Snowflake pitches ‘data sharehouse’ for easier cloud sharing

Even in the dawning cloud computing era, where so much data is ostensibly easy to access, sharing critical business data among companies is still surprisingly hard. That’s the problem Snowflake Computing Inc. aims to solve with what it calls a “data sharehouse.”

The San Mateo, California-based startup today announced its neatly named new offering as a free add-on to the data warehouse it built for cloud computing. Now companies using Snowflake’s technology, officially called Snowflake Data Sharing, can share any part of their data warehouses, subject to defined security policies and controls on access, with each other.

“Everyone out there has to use a patchwork of approaches,” said Jon Bock, Snowflake’s vice president of marketing. Those approaches include file-sharing, electronic data interchange, application programming interfaces and email, but all of them have issues ranging from lack of security to cumbersome methods of providing data access to the right people.

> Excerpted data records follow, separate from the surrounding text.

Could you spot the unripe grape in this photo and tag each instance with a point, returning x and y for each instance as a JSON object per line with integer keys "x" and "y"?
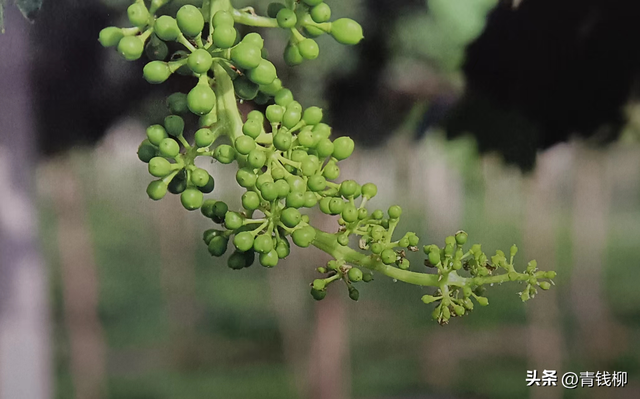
{"x": 355, "y": 274}
{"x": 244, "y": 145}
{"x": 218, "y": 246}
{"x": 250, "y": 200}
{"x": 156, "y": 72}
{"x": 190, "y": 20}
{"x": 270, "y": 259}
{"x": 369, "y": 190}
{"x": 275, "y": 113}
{"x": 243, "y": 241}
{"x": 291, "y": 118}
{"x": 304, "y": 236}
{"x": 283, "y": 188}
{"x": 317, "y": 183}
{"x": 295, "y": 200}
{"x": 246, "y": 56}
{"x": 274, "y": 8}
{"x": 286, "y": 18}
{"x": 245, "y": 89}
{"x": 166, "y": 28}
{"x": 201, "y": 99}
{"x": 254, "y": 39}
{"x": 290, "y": 217}
{"x": 156, "y": 49}
{"x": 320, "y": 13}
{"x": 156, "y": 190}
{"x": 388, "y": 256}
{"x": 283, "y": 97}
{"x": 131, "y": 47}
{"x": 309, "y": 49}
{"x": 222, "y": 18}
{"x": 174, "y": 125}
{"x": 310, "y": 200}
{"x": 225, "y": 154}
{"x": 155, "y": 134}
{"x": 344, "y": 147}
{"x": 191, "y": 199}
{"x": 200, "y": 177}
{"x": 200, "y": 61}
{"x": 159, "y": 167}
{"x": 224, "y": 36}
{"x": 110, "y": 36}
{"x": 292, "y": 56}
{"x": 346, "y": 31}
{"x": 246, "y": 178}
{"x": 203, "y": 138}
{"x": 350, "y": 213}
{"x": 257, "y": 158}
{"x": 169, "y": 148}
{"x": 273, "y": 88}
{"x": 138, "y": 15}
{"x": 263, "y": 74}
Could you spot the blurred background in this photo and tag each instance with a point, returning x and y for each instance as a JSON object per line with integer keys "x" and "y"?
{"x": 518, "y": 122}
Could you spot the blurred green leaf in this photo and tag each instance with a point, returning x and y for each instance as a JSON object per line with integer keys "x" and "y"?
{"x": 29, "y": 8}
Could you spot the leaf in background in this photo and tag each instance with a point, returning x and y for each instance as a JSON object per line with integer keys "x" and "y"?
{"x": 29, "y": 8}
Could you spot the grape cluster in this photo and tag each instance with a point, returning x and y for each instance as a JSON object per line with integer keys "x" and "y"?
{"x": 286, "y": 159}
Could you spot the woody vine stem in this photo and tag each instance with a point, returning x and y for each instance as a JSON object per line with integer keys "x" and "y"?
{"x": 285, "y": 158}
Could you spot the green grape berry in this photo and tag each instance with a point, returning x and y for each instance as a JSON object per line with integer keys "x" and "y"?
{"x": 174, "y": 125}
{"x": 200, "y": 177}
{"x": 320, "y": 13}
{"x": 191, "y": 199}
{"x": 190, "y": 20}
{"x": 155, "y": 134}
{"x": 201, "y": 99}
{"x": 346, "y": 31}
{"x": 244, "y": 145}
{"x": 159, "y": 167}
{"x": 169, "y": 148}
{"x": 110, "y": 36}
{"x": 131, "y": 47}
{"x": 166, "y": 28}
{"x": 225, "y": 154}
{"x": 290, "y": 217}
{"x": 246, "y": 55}
{"x": 218, "y": 246}
{"x": 243, "y": 241}
{"x": 286, "y": 18}
{"x": 203, "y": 138}
{"x": 257, "y": 158}
{"x": 224, "y": 36}
{"x": 156, "y": 190}
{"x": 343, "y": 148}
{"x": 250, "y": 200}
{"x": 309, "y": 49}
{"x": 263, "y": 74}
{"x": 200, "y": 61}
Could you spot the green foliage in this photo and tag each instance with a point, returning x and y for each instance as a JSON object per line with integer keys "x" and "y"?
{"x": 285, "y": 156}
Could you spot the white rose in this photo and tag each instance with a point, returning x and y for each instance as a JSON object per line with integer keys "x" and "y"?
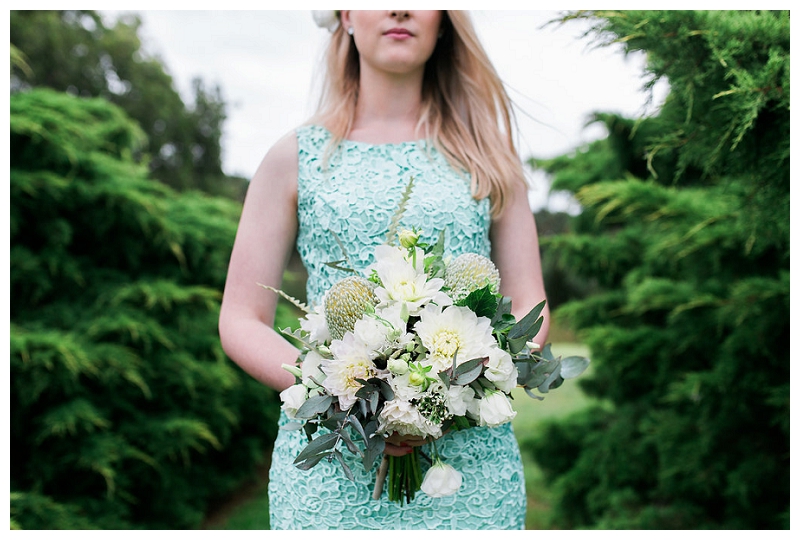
{"x": 326, "y": 18}
{"x": 501, "y": 370}
{"x": 293, "y": 398}
{"x": 400, "y": 416}
{"x": 495, "y": 410}
{"x": 459, "y": 399}
{"x": 441, "y": 480}
{"x": 397, "y": 366}
{"x": 312, "y": 367}
{"x": 314, "y": 323}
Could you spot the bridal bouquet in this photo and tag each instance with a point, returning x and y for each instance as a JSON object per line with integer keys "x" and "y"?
{"x": 418, "y": 345}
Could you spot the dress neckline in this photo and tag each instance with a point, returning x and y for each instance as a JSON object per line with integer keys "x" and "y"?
{"x": 417, "y": 142}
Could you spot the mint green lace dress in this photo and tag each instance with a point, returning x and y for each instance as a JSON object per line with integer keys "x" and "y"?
{"x": 355, "y": 197}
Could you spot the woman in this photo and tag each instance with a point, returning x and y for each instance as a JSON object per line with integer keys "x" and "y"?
{"x": 408, "y": 93}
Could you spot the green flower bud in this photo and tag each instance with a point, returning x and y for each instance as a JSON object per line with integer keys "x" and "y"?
{"x": 408, "y": 239}
{"x": 470, "y": 272}
{"x": 346, "y": 302}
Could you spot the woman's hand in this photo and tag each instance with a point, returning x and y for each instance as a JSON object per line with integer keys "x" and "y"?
{"x": 402, "y": 445}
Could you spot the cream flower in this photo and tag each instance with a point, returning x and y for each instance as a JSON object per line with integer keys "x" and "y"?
{"x": 326, "y": 18}
{"x": 350, "y": 361}
{"x": 495, "y": 409}
{"x": 441, "y": 480}
{"x": 403, "y": 280}
{"x": 293, "y": 398}
{"x": 398, "y": 415}
{"x": 453, "y": 330}
{"x": 314, "y": 323}
{"x": 311, "y": 368}
{"x": 459, "y": 399}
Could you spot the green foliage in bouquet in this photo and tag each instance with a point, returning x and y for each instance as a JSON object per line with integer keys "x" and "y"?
{"x": 417, "y": 309}
{"x": 685, "y": 227}
{"x": 124, "y": 411}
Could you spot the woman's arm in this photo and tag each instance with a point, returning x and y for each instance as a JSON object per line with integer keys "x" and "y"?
{"x": 264, "y": 240}
{"x": 515, "y": 252}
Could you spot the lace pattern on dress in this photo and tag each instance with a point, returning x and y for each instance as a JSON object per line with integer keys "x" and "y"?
{"x": 353, "y": 199}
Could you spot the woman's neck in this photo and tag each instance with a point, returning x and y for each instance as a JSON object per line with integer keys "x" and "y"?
{"x": 388, "y": 108}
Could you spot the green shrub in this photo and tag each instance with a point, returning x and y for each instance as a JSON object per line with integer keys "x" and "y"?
{"x": 125, "y": 412}
{"x": 686, "y": 231}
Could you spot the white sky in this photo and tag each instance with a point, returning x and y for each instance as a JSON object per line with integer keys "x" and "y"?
{"x": 265, "y": 61}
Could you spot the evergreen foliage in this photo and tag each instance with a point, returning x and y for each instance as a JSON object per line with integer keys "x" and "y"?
{"x": 77, "y": 52}
{"x": 125, "y": 412}
{"x": 685, "y": 228}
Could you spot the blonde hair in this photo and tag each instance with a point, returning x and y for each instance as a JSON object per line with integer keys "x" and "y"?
{"x": 466, "y": 112}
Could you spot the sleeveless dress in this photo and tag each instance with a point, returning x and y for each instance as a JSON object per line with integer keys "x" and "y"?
{"x": 354, "y": 193}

Snowflake’s data sharehouse allows companies to provide direct access to structured and unstructured data without the need to copy the data to a new location. Bock compared the difference in data sharing on Snowflake versus other methods to the difference between streaming music and compact discs. “It looks [to the data recipient] just as if the data resides on their own data warehouse,” he said.

The company said its sharehouse opens up new possibilities for the use of data, potentially turning into a more concrete asset that can be valued based on what it’s worth to each sharing partner. For instance, Snagajob, which connects some 75 million hourly workers to the company’s employer subscribers, is looking at using Snowflake to share data with customers that want to do analytics on previous hiring activities.

Other use cases include the ability to streamline operations thanks to lower data friction and creating a “single source of truth” by sharing data among siloes. “Everyone has been trying to get value out of data for the past 10 years or more,” Bock said. “This opens up a whole new set of opportunities.”

There’s something of a catch, which is also a customer acquisition tool for Snowflake: Both companies that want to share data this way need to use the Snowflake data warehouse. It’s surely no accident that the sharing feature, as Bock said, “has caused companies to become Snowflake customers.”

“The data is already in the cloud, so conceptually it’s a no-brainer,” said Tony Baer, principal analyst at Ovum. “It’s a great idea and they’ve got the pieces to start providing value on day one.”

But he said that to scale up to many businesses sharing data with each other, Snowflake needs to provide better access management tools, probably through partners that already do things such as role-based access control.

Snowflake, which competes with traditional data warehouses from the likes of  Teradata Corp., Hewlett Packard Enterprise Co.’s Vertica Systems, and IBM Corp.’s Netezza, has been on a roll, raising $100 million in a Series D funding round in April. Chief Executive Bob Muglia, a former longtime Microsoft Corp., said then that the company had doubled its customer base and quadrupled data storage last year.